Table 1 describes each category. The closest training values in the training datasets, generally referred to as support vectors, were used to increase the margin between the tested point and the ideal hyperplane. When the size of the margins was maximized, there was an improvement in the classification accuracy [
48]. The hyperplane in the decision variables was thus established; the SVM model was then developed for each seagrass using the radial gaussian basis function kernel, with approach C and gamma regarded as the best option due to its greater efficiency [
49]. The radial gaussian basis function kernel has better performance than other kernels, with powerful capabilities in remote sensing data processing; it simply needs a few numbers of the parameters to be defined [
50]. Support vectors selected the best values for the SVM hyperparameters and employed cross validation, with some of the training pixels being retained. The parameters for the classification process using SVM were selected (shown in
Table 2), and included Kernel Type, C and Gamma in Kernel Function. The selected kernel type was a radial basis function. The C and Gamma values were used 5792.61 and 32, respectively.
We used the equalize random sampling schema to classify the seagrass [
51]. In this method, the samples in each class were divided into training and testing steps. The sampled area was segmented into the seagrass, breaking wave, land, and others classes based on two methods.

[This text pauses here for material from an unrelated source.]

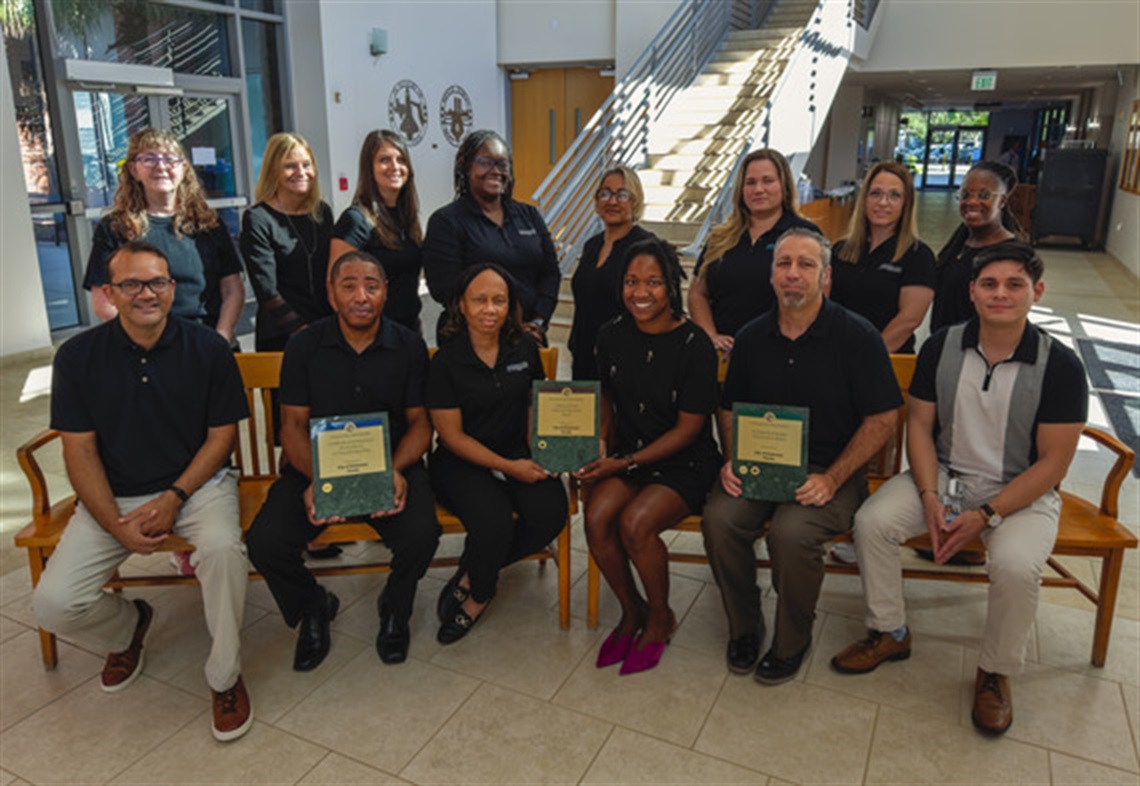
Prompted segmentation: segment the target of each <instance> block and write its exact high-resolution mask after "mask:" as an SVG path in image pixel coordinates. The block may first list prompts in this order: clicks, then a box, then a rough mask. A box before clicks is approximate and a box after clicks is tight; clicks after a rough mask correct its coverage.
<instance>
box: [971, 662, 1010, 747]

Table 2 shows the definition of each class, which were used as references for dividing the classes for training and testing purposes. From the entire study, the 3737 pixels were selected as references for training, and 1604 pixels were selected for testing. The testing points were selected according to the random sampling method within the label distribution, and were balanced. Training and testing data for seagrass were generated using research from the Korea Institute of Ocean Science and Technology (KIOST), while research from the Korea Institute of Geoscience and Mineral Resource was used for the land and others classes; the breaking wave class data were generated by satellite images. The classified image was then tested to estimate overall accuracy. The accuracy of classification was determined using the method of the percentage of pixels correctly allocated, which is evaluated using the overall accuracy of the classification. Accuracy for a target class is the percentage appropriately labeled to the total number of pixels in that class. We used the matrix’s column and row allocation to define two types of accuracy; these methods are called user’s and producer’s accuracy. Nevertheless, they do not account for agreements across data sets that could be attributed to random chance. The kappa coefficient approach was used to assess the consistency of the output maps by measuring the agreement, based on the actual agreement in the confusion matrix and the chance agreement.